Railway line in South Tyrol, Italy

The Puster Valley Railway (German: Pustertalbahn; Italian: Ferrovia della Val Pusteria) is a standard gauge, single-track railway line in the Puster Valley between Franzensfeste (Italian: Fortezza) and Innichen (San Candido), South Tyrol, Italy. The line branches off the Brenner Railway in Franzensfeste and runs via Bruneck and Toblach to Innichen, where it continues as the Drava Valley Railway (Drautalbahn).

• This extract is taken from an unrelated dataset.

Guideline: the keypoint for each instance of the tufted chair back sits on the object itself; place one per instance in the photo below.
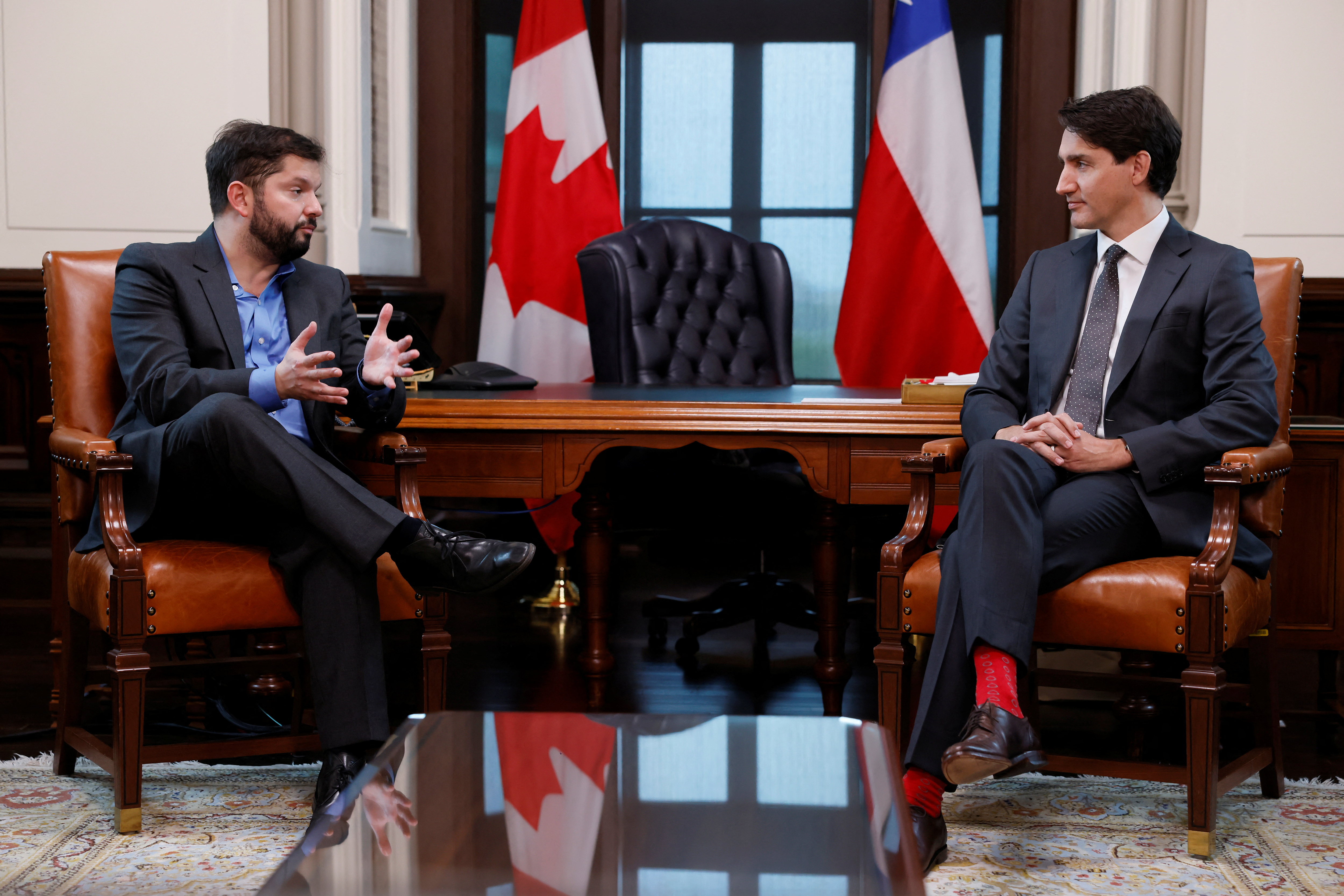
(683, 303)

Historically, there was no separation between the Puster Valley Railway and the Drava Valley Railway, as the granting of the concession, the construction and the commissioning of the line from Villach to Franzensfeste covered the whole line. However, since the transition between the Italian and Austrian electrification systems is now located in Innichen station, this is usually considered the terminus of the two lines. Alternatively, the national border east of Innichen or the Toblach saddle west of Innichen may be seen as the border between the two lines.

== History==
As early as 1858, the Southern Railway Company (Südbahngesellschaft) developed its first plans and shortly afterwards received the building permit to connect, Vienna with the Tyrol via the Southern Railway (Südbahn).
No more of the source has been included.